We are currently in the design phase for a AWS native integration solution between EKS and AWS Identity Center (Formerly named AWS SSO). Any feedback or requests can be posted here.

jku8 avatar Jan 30 '23 21:01 jku8

We are currently in the design phase for a AWS native integration solution between EKS and AWS Identity Center (Formerly named AWS SSO). Any feedback or requests can be posted here.

this issue would still apply to workloads that need automated access to the kubernetes API and that don't use SSO. this is a common pattern and would also be made easier if we could use wildcards for mapping IAM roles to kubernetes groups.

or will the solution being designed for integrating EKS and AWS Identity Center take into account giving access to EKS clusters to automated services via IAM roles?

underrun avatar Jan 30 '23 22:01 underrun

take into account giving access to EKS clusters to automated services via IAM roles?

No, this would be Identity Center specific.
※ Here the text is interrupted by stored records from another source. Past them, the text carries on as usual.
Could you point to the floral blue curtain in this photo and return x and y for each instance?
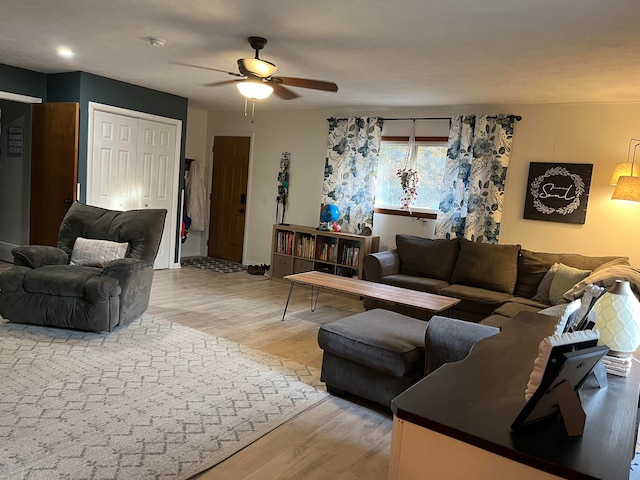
(350, 170)
(475, 173)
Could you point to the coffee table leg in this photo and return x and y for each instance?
(288, 298)
(314, 304)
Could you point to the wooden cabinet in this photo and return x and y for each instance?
(297, 249)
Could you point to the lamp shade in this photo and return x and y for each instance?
(254, 89)
(623, 169)
(617, 315)
(628, 188)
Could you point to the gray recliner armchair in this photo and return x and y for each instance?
(77, 285)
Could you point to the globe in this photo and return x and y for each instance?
(329, 213)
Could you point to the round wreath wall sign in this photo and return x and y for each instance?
(543, 188)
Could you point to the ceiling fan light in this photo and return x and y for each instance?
(254, 90)
(258, 67)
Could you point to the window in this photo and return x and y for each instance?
(430, 163)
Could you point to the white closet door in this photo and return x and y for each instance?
(133, 167)
(156, 151)
(114, 181)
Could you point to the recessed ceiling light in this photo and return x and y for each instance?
(65, 52)
(156, 42)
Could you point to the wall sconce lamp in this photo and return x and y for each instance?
(617, 315)
(626, 177)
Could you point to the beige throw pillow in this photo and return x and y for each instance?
(96, 253)
(563, 281)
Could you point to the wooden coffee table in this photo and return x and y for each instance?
(429, 302)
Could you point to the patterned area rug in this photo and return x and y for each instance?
(153, 399)
(210, 263)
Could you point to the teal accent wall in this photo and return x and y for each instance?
(23, 82)
(83, 87)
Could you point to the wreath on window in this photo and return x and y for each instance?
(409, 178)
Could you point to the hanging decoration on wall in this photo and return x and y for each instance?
(283, 185)
(408, 174)
(558, 192)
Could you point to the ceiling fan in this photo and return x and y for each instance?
(256, 79)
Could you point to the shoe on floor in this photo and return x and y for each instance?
(255, 270)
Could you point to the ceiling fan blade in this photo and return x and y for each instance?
(283, 92)
(306, 83)
(207, 68)
(219, 84)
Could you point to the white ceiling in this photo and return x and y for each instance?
(381, 53)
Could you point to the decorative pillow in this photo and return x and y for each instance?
(427, 258)
(563, 281)
(96, 253)
(486, 265)
(542, 293)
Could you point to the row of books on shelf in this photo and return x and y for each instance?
(350, 255)
(327, 252)
(284, 242)
(306, 247)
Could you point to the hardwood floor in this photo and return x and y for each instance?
(337, 439)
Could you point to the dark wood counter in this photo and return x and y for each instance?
(476, 400)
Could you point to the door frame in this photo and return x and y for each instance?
(176, 204)
(209, 175)
(5, 247)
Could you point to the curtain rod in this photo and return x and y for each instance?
(414, 118)
(515, 117)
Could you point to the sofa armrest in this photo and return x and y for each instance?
(450, 340)
(135, 278)
(376, 266)
(35, 256)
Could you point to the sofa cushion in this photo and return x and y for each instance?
(96, 253)
(542, 292)
(60, 280)
(426, 257)
(564, 280)
(476, 300)
(488, 266)
(532, 267)
(383, 340)
(422, 284)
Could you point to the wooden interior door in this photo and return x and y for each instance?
(228, 197)
(54, 168)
Can you expand on your use case?

nckturner avatar Jan 30 '23 23:01 nckturner

We automate deploying our software programmatically. Humans don't log into kubernetes (normally) to deploy workloads to kubernetes, instead remote processes use the kubernetes api to create and manage resources in eks.

We have multiple accounts and multiple services that could be used to manage workloads in kubernetes clusters. Currently the aws auth config map requires mapping each role that should have access by arn, but it would be nice to have more flexibility such that we could map a set of roles to a kubernetes user/group without having to enumerate each role.

There are workarounds, but they involve creating and managing assume role policies that essentially equate to kubernetes groups in iam rather than managing permissions closer to the resource via the config map.

underrun avatar Jan 31 '23 02:01 underrun

@jku8 Is there any issue/PR or something else that would allow to track the progress of mentioned feature?